Todas as disciplinas eram obrigatórias, menos religião e moral que era facultativa. Eu frequentava. Tinha curiosidade em tirar a limpo a tal questão pertinente sobre Jesus Cristo: - seria, tal como se dizia, o maior
desde à dois mil anos a esta parte? Claro que sim! Dai ter tantos seguidores em todo o mundo. (mais à frente irei falar disso).
Além das disciplinas de desenho, gostava também das aulas de biologia, física, química, que eram dadas no laboratório. Estudavam – se coisas interessantes como a clorofila, a reprodução animal e vegetal, as bolinhas de mercúrio espalhadas pelo chão e porque era tão difícil apanha-las, a ebulição, a combustão, a evaporação. Sobretudo a evaporação de material que amiúde se evaporava do laboratório!
Balanças, tubos de ensaio, algumas substâncias químicas, plantas exóticas e animais mortinhos da silva. Insectos e repteis que por vezes eram encontrados com um grito alarmante na carteira da boazona da
turma. As plantas que acabamos por enrolar em mortalhas atrás do pavilhão é que nunca mais foram encontradas…a sessora bem que nos tinha dito que eram de grande valor económico e medicinal! Serviam
para extrair fibras para fabrico de tecidos, e alguns fins medicinais como a falta de apetite. Tinha razão. Depois de as fumarmos fomos para o bar alegremente sorridentes e bem dispostos comer e beber de todas as porcarias que lá vendiam a preços reduzidos.
Assim se passou o secundário para alem do estudo de arte, português, historia, filosofia, matemática, etc. Também cheguei à conclusão, nas aulas de religião e moral que realmente os judeus e os italianos de Roma,
Romanos, tinham tramado bem, o pobre J. C.
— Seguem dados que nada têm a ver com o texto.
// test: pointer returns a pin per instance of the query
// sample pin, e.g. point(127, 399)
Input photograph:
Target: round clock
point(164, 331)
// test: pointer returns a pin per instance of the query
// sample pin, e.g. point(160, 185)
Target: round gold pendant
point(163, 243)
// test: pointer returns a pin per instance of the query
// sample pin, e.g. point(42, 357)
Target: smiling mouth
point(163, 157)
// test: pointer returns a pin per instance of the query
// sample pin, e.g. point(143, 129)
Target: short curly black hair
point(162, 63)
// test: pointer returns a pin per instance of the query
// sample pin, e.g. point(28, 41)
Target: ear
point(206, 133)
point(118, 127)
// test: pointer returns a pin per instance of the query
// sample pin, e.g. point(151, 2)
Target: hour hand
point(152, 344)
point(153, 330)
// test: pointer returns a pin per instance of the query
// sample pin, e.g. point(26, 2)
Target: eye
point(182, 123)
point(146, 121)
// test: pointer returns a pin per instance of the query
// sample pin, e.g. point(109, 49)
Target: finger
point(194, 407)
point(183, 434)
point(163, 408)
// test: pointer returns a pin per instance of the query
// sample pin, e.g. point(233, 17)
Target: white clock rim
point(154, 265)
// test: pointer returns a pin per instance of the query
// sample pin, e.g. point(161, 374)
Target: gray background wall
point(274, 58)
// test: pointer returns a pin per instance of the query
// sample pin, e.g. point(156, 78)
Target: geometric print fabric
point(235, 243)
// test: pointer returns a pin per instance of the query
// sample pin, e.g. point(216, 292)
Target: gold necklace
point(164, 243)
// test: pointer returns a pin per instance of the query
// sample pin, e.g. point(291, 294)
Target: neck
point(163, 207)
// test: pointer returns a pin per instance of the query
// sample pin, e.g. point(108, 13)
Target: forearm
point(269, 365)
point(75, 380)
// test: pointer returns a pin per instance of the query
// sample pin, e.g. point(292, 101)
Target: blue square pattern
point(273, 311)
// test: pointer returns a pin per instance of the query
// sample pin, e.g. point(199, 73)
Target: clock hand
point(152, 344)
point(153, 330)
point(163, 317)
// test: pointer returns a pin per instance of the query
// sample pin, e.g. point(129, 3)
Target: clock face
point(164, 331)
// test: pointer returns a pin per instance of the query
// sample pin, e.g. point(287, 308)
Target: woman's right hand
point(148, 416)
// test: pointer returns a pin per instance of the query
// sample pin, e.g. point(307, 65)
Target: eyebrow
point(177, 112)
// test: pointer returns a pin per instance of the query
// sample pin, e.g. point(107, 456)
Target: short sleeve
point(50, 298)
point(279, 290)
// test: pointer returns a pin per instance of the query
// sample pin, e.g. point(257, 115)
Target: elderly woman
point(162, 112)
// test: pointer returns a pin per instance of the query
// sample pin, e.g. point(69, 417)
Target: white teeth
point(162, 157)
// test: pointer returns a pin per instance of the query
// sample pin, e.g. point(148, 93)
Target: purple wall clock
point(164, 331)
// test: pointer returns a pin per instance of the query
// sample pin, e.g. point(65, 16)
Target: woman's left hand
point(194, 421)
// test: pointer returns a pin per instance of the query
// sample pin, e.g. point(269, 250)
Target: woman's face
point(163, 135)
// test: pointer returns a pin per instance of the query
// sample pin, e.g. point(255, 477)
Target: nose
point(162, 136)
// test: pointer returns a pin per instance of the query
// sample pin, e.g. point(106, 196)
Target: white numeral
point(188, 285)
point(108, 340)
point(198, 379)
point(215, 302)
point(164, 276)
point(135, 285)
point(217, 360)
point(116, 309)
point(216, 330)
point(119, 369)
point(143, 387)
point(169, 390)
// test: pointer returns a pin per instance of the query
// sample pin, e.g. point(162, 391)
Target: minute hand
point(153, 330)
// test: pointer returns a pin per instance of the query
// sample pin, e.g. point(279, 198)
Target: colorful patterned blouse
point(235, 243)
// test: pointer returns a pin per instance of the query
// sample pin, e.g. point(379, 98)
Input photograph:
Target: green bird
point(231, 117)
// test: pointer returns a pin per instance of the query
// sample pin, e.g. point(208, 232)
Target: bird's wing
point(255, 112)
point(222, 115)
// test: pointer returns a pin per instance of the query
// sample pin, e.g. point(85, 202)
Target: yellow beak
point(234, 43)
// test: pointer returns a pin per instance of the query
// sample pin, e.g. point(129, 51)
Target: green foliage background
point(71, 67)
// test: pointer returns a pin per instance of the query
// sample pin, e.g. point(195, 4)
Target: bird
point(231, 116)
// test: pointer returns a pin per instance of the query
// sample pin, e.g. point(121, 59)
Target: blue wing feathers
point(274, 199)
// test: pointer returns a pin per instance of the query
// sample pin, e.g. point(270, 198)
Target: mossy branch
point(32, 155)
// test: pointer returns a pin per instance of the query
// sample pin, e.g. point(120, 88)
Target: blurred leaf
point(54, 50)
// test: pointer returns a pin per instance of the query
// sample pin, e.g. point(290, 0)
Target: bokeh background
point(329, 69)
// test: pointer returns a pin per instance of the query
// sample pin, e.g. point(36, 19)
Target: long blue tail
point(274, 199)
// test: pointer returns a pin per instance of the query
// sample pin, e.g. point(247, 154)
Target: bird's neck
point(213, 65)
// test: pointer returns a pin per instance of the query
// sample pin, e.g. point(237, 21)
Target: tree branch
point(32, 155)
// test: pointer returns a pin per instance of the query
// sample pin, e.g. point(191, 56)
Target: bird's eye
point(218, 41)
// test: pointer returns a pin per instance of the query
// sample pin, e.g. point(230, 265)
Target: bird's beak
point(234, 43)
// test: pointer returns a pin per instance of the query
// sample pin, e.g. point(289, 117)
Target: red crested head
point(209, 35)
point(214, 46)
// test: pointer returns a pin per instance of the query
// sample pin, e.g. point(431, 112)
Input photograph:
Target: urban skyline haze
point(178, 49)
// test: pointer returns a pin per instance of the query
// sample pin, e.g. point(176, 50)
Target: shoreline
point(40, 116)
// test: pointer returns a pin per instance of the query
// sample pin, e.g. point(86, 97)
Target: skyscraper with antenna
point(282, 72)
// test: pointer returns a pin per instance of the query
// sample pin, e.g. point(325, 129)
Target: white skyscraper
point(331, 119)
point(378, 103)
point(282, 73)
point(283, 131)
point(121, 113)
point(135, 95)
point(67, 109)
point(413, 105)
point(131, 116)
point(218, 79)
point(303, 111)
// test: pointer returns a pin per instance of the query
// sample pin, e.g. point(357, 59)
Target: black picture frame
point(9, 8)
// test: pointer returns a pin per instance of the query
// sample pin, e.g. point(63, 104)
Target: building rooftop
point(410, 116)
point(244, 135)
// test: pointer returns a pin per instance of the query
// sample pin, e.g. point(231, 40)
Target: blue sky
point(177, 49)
Valeu-me a minha natural curiosidade em relação ao Cosmos, à Pintura e aos grandes pintores, á Banda Desenhada assim como em relação à Música, sobretudo o rock sinfónico, psicadélico, heavy metal e mais
tarde ( 23, 24,00h) ao Jazz, de grande contributo na minha posterior formação como autodidacta, pois a entrada para o ensino universitário ficaria comprometida com o meu ingresso em bandas de garagem e
grupos de baile.
Sobre todos esses temas gostaria de vos falar para vos dar uma ideia do que é ser um autodidacta superior. (Conceito criado por mim, com toda a justiça que merece dize-lo.) Não, não é presunção e água benta, cada um toma a que quer! É aquilo que realmente eu acredito ser e fazer parte do
meu Eu…
Que bonito, oh! oh! eh! Que bonito (“El Chato”).